You _could_ write it several levels up the stack IF you have precisely typed exceptions, therefore wrapping.
> I don't know why you'd need to rewrap exceptions -- I've never done that. [...] maybe the called code is unable to know the intent
To convey meaningful semantic information about the (business) operation that failed. Updating a record in the database can fail due to business rules (DB constraints), network connection that disappeared, concurrency conflict, transaction deadlock, etc. The user or higher-level code is not interested in the root cause, but in the actual consequence ("Could not update record". And yes, "IsRecoverable" flag, the value of which depends on the inner exception and its properties.).
And yes, the called code rarely knows the intent. There are a bunch of libraries out there being used in diverse contexts. So you catch and wrap the exception. Wrapping wouldn't be needed if library authors were careful about designing their exceptions, but I've rarely seen this to be the case. Even C# guidelines recommend you to use the generic, system-provided exceptions if an "appropriate one" exists. (IMO, a most terrible advice. And I discovered it was terrible by first following it then going back and designing "proper" exceptions for the system.)

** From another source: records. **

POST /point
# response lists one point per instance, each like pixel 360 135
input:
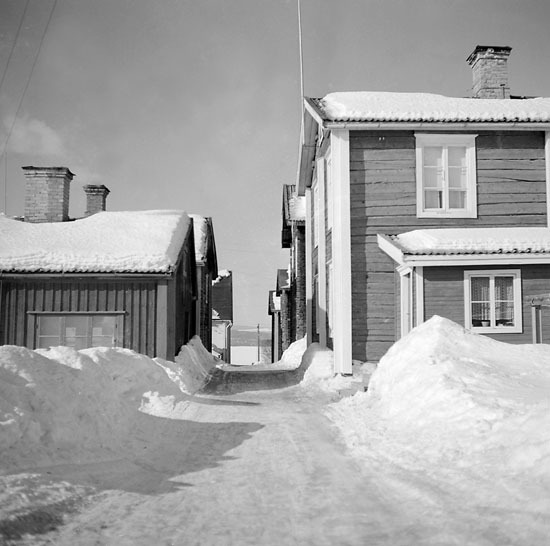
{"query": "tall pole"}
pixel 301 55
pixel 258 342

> Your FileNotFoundException [...] needs to catch and set that flag.
But the exception type does not have that flag. So you have to wrap it in another exception. (Though all exceptions in C# have a Data field that is object -> object dictionary accessible to anyone. So you could use that.)
> You put your try/catch around whatever operation can be retried at the top level.
What is "top-level" for you? The shell's REPL loop? Exception blocks are non-restartable, so how would REPL continue the path-searching loop that threw FileNotFoundException?
> temporary situation (like a network error)
Ah yes, I love these. Someone pulled the power cable on some router the computer is indirectly connected to. To the program it looks the same as ordinary timeout error. How temporary is it?